FS#24272 - lvm2 update won't recognize external drive at boot

Attached to Project: Arch Linux
Opened by Igor Saric (karabaja4) - Saturday, 14 May 2011, 11:02 GMT
Last edited by Tom Gundersen (tomegun) - Sunday, 15 May 2011, 21:09 GMT
Task Type Bug Report
Category Packages: Core
Status Closed
Assigned To Eric Belanger (Snowman)
Thomas Bächler (brain0)
Tom Gundersen (tomegun)
Architecture All
Severity High
Priority Normal
Reported Version
Due in Version Undecided
Due Date Undecided
Percent Complete 100%
Votes 0
Private No

Details

Description:

With update lvm2 2.02.84-1 => 2.02.85-1 my LVM array (a bunch of PVs) broke. At boot, system complained about a missing device with a specific uuid. The device in question was my external USB drive. After boot, I did:

pvscan:
PV /dev/sda4 VG diskovi0 lvm2 [171.88 GiB / 0 free]
PV /dev/sdb1 VG diskovi0 lvm2 [149.05 GiB / 0 free]
PV /dev/sdd1 VG diskovi0 lvm2 [232.88 GiB / 0 free]
PV /dev/sdc1 VG diskovi0 lvm2 [596.17 GiB / 0 free]
Total: 4 [1.12 TiB] / in use: 4 [1.12 TiB] / in no VG: 0 [0 ]

lvscan:
inactive '/dev/diskovi0/media' [1.12 TiB] inherit

vgchange -ay diskovi0:
1 logical volume(s) in volume group "diskovi0" now active
/dev/mapper/diskovi0-media not set up by udev: Falling back to direct node creation.
The link /dev/diskovi0/media should had been created by udev but it was not found. Falling back to direct link creation.

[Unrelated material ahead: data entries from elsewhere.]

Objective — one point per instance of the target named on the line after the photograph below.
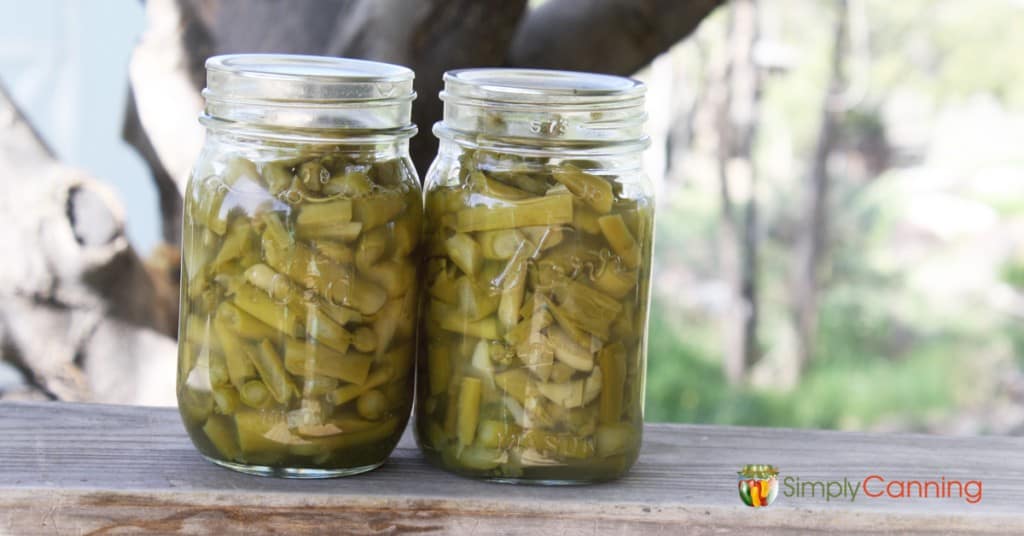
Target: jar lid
(528, 107)
(308, 91)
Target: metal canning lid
(556, 107)
(758, 471)
(308, 91)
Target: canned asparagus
(299, 288)
(538, 265)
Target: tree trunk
(812, 242)
(429, 36)
(81, 318)
(737, 175)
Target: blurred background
(840, 238)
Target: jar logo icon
(758, 485)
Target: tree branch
(604, 36)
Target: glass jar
(302, 221)
(538, 237)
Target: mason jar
(538, 254)
(299, 268)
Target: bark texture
(81, 318)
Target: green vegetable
(300, 293)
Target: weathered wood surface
(73, 468)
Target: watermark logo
(758, 485)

Now this is interesting. /dev/mapper/diskovi0-media and /dev/diskovi0/media not setup by udev?
Ignoring this error, I tried to: mount /dev/diskovi0/media /media/disks/ and everything works like it should, the LV is there and functioning.

So, why the USB drive isn't recognized at boot with the new package, the old lvm2 version worked flawlessly?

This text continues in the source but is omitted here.